In un negozio di specialità pugliesi ho trovato delle orecchiette di farina di grano arso… è subito scattata la curiosità e ovviamente l’acquisto…

La farina di grano arso è una specialità pugliese (gren iars in dialetto).

Il suo utilizzo ha radici profonde che risalgono a molti decenni fa. I ricchi proprietari terrieri pugliesi, dopo la mietitura e la bruciatura delle stoppie, consentivano ai contadini di raccogliere i chicchi di grano bruciati rimasti a terra. I contadini macinavano questi chicchi di grano bruciato per produrre una farina con la quale facevano il pane o che usavano come merce di scambio (un chilo di farina di grano arso per una manciata di farina bianca).

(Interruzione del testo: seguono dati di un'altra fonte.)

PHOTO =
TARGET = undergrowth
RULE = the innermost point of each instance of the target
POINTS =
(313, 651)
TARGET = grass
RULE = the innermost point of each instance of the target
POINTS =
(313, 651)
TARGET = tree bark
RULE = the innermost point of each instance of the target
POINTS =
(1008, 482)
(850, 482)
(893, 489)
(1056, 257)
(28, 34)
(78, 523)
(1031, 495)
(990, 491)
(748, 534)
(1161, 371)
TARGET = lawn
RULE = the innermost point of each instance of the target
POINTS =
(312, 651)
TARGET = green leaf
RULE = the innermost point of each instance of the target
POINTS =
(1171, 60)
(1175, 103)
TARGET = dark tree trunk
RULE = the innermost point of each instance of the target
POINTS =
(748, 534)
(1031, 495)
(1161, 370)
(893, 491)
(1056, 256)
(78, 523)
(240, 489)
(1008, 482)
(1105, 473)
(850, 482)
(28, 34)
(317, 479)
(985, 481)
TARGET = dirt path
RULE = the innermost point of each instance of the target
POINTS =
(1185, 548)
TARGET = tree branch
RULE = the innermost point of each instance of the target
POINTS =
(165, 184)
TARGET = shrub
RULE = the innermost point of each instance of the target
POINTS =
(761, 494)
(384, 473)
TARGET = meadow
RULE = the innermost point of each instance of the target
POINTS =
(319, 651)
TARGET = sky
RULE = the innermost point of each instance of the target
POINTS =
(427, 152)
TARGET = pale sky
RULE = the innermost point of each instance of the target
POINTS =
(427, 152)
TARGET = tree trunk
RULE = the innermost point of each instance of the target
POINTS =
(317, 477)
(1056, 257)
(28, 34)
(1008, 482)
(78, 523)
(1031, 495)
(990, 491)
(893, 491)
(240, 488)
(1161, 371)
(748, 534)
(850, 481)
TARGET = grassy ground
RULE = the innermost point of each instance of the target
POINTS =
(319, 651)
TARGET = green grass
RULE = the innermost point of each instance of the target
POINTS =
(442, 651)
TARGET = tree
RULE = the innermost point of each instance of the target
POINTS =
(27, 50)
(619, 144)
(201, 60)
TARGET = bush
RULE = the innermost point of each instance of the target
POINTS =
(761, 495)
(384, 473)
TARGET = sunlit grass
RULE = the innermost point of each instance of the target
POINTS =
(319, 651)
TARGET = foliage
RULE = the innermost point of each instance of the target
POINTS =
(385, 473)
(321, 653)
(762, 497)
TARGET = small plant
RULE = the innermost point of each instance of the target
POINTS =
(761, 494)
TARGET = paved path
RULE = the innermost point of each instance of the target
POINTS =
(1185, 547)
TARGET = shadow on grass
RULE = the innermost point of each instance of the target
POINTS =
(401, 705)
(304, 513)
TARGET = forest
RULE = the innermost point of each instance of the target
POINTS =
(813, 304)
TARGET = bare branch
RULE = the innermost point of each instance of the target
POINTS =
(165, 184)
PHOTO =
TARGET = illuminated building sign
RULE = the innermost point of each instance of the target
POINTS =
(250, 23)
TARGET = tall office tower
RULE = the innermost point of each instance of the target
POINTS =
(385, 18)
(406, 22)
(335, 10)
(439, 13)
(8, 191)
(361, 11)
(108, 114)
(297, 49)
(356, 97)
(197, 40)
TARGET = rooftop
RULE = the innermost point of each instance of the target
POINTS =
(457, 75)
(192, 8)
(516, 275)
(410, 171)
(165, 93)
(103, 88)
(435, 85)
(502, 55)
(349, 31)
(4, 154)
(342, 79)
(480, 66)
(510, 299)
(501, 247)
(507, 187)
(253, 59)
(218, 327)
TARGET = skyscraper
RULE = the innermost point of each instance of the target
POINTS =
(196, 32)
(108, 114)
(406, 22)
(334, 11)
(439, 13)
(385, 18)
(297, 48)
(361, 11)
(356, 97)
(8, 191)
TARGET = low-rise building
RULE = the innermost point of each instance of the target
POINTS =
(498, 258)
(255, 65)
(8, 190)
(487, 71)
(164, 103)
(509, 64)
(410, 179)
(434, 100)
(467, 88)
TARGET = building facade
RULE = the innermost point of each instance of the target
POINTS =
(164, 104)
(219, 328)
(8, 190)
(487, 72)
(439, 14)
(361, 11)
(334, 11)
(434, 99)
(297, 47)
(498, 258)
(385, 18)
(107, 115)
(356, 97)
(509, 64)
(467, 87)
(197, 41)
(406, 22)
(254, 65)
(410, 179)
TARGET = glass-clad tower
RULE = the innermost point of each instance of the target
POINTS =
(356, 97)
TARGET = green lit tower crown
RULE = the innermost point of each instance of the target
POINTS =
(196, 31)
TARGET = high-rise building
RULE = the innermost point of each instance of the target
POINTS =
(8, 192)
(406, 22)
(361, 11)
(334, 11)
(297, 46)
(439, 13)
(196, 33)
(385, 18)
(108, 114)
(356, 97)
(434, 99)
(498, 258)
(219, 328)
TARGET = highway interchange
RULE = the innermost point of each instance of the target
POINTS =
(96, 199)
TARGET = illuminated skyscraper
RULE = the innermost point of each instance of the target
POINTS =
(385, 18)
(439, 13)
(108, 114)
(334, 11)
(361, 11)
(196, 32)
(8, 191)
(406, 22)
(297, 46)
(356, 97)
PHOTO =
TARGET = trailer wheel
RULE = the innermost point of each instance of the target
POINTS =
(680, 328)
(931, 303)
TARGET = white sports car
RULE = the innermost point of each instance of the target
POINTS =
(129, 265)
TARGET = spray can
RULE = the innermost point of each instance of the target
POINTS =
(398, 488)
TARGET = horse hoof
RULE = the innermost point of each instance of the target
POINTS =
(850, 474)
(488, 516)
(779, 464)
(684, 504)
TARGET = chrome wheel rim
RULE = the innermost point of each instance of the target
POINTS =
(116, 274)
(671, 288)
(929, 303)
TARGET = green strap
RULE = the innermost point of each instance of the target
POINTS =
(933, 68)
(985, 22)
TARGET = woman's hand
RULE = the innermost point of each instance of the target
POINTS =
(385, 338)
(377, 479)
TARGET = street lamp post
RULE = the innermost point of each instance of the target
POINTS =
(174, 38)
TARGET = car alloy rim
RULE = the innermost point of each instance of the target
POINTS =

La farina di grano arso che si trova oggi in commercio è ottenuta dalla macinazione di grano duro tostato (non bruciato perchè conterrebbe sostanze nocive) e si presenta con una colorazione e un profumo intenso. Ha un sapore molto deciso e aromi complessi che spaziano dalle nocciole al caffè tostato, per questo non è mai utilizzata in purezza ma miscelata con la farina di grano duro generalmente nella misura di una parte su tre.

Può essere utilizzata per la preparazione di qualunque prodotto da forno dolce e salato. I prodotti più conosciuti fatti con questa farina sono gli strascinati (strasc-net) particolari orecchiette allungate e il pane a prosciutto (ppen a prusutt) un pane scuro venato di bianco.